Mia cara amata ti lascio ma non è un addio, è un arrivederci. Ci siamo incontrate troppo presto e io sono come quei giovinotti che non possono dedicarsi completamente ad una sola donna finchè non si sono saziati di mondo. Sono talmente sicura di appartenerti che non sono venuta nemmeno a salutarti, ti basti sapere che ti porto con me: che tu vedrai tutto ciò che vedrò io, perchè sarai dentro i miei occhi.

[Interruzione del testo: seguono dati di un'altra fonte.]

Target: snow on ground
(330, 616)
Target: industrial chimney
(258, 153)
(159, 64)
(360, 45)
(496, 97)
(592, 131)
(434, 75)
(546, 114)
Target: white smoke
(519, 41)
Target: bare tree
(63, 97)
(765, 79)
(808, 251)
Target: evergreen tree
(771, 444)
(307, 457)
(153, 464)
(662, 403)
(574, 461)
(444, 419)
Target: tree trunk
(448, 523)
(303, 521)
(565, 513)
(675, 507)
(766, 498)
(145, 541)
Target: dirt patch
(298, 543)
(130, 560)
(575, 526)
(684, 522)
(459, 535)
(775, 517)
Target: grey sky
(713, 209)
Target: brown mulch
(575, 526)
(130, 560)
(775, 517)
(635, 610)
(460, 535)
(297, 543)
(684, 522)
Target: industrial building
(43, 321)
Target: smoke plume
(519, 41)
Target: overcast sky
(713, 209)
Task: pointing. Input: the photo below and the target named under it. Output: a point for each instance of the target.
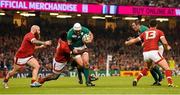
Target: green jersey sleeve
(85, 30)
(69, 34)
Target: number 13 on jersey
(150, 35)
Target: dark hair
(152, 23)
(63, 36)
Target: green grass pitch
(105, 85)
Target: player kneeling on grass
(80, 71)
(25, 56)
(61, 57)
(78, 37)
(151, 38)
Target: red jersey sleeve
(30, 37)
(141, 37)
(161, 34)
(67, 50)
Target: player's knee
(37, 66)
(145, 71)
(56, 76)
(86, 66)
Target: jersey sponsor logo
(150, 35)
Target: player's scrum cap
(77, 26)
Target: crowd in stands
(105, 42)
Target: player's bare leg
(50, 77)
(85, 58)
(10, 74)
(163, 63)
(142, 73)
(35, 65)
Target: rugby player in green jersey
(79, 48)
(156, 73)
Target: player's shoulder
(29, 34)
(85, 29)
(70, 31)
(143, 28)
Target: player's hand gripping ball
(86, 38)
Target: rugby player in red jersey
(151, 37)
(24, 55)
(61, 57)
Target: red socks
(143, 73)
(168, 74)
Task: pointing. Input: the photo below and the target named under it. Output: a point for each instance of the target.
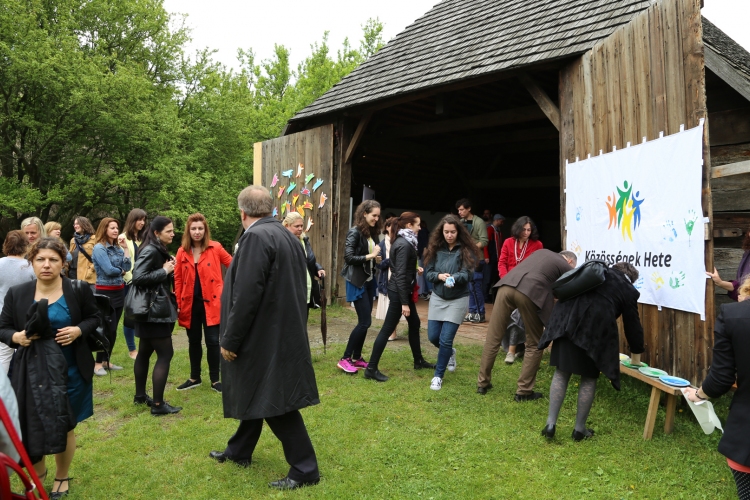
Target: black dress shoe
(290, 484)
(371, 373)
(580, 436)
(143, 400)
(164, 409)
(418, 365)
(221, 457)
(483, 390)
(528, 397)
(549, 431)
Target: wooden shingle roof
(462, 39)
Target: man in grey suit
(528, 288)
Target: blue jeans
(441, 335)
(476, 297)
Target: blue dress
(80, 392)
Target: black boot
(374, 374)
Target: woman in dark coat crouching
(48, 320)
(586, 342)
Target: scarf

Ti basti sapere che sarai il termine di paragone ultimo per ogni immagine che mi scorrerà davanti e qualsiasi altro rumore, musica, canto o parola dovrà impietosamente confrontarsi con la tua consueta durezza.
Mia amata, devo andare via. Sei troppo grande per me, talmente grande che mi strabordi da tutte le parti, mi scivoli via. Devo andare in un luogo umano, devo andare lì fuori, fuori da te che sei talmente grande che chiunque ti abbia conosciuta non riesce a superare un solo giorno senza tornare anche solo per un attimo con la memoria a te.
Mi hai accolta ferita e confusa, piccola e fragile, incoscente e sola. Mi hai restituita a me stessa, ma dopo due anni sono sempre la stessa, io: non sono abbastanza sazia per potermi fermare da te, non posso ignorare che mi serve una cura e quella cura non sei tu. Tu invece sei il contrario:
sei grande e fredda come una matrigna delle favole, sei scontrosa e dura come un vecchio accigliato che fuma il sigaro su una panchina, sei distrutta come una donna maltrattata e altro non puoi restituire che questo: indifferenza a chi viene e chi va. E se anche solo esistesse il dubbio che tu non ti sei nemmeno accorta di me, io invece ti adoro come una bambina adora sua madre: senza limite, come se tu fossi la divinità del mio focolare.
Arrivederci mia amata Berlino.
Quel freddo che mi hai insegnato lo porto sempre con me.